How to populate all possible combination of values in columns, using Spark/normal SQL - sql
I have a scenario, where my original dataset looks like below
Data:
Country,Commodity,Year,Type,Amount
US,Vegetable,2010,Harvested,2.44
US,Vegetable,2010,Yield,15.8
US,Vegetable,2010,Production,6.48
US,Vegetable,2011,Harvested,6
US,Vegetable,2011,Yield,18
US,Vegetable,2011,Production,3
Argentina,Vegetable,2010,Harvested,15.2
Argentina,Vegetable,2010,Yield,40.5
Argentina,Vegetable,2010,Production,2.66
Argentina,Vegetable,2011,Harvested,15.2
Argentina,Vegetable,2011,Yield,40.5
Argentina,Vegetable,2011,Production,2.66
Bhutan,Vegetable,2010,Harvested,7
Bhutan,Vegetable,2010,Yield,35
Bhutan,Vegetable,2010,Production,5
Bhutan,Vegetable,2011,Harvested,2
Bhutan,Vegetable,2011,Yield,6
Bhutan,Vegetable,2011,Production,3
Image of the above csv:
Now there is a very small country lookup table which has all possible countries the source data can come with, listed.
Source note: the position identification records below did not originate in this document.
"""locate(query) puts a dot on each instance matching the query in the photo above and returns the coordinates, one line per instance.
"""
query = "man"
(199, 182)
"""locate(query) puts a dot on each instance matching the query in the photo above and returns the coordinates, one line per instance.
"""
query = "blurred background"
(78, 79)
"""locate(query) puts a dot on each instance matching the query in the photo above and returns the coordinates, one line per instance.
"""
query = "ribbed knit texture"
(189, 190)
PFB:
I want to have the output data's number of columns always fixed (this is to ensure the reporting/visualization tool doesn't get dynamic number columns with every day's new source data ingestions depending on the varying distinct number of countries present).
So, I've to somehow join the source data with the country_lookup csv and populate all those columns with default value as F. Every country column would be binary with T or F being the possible values.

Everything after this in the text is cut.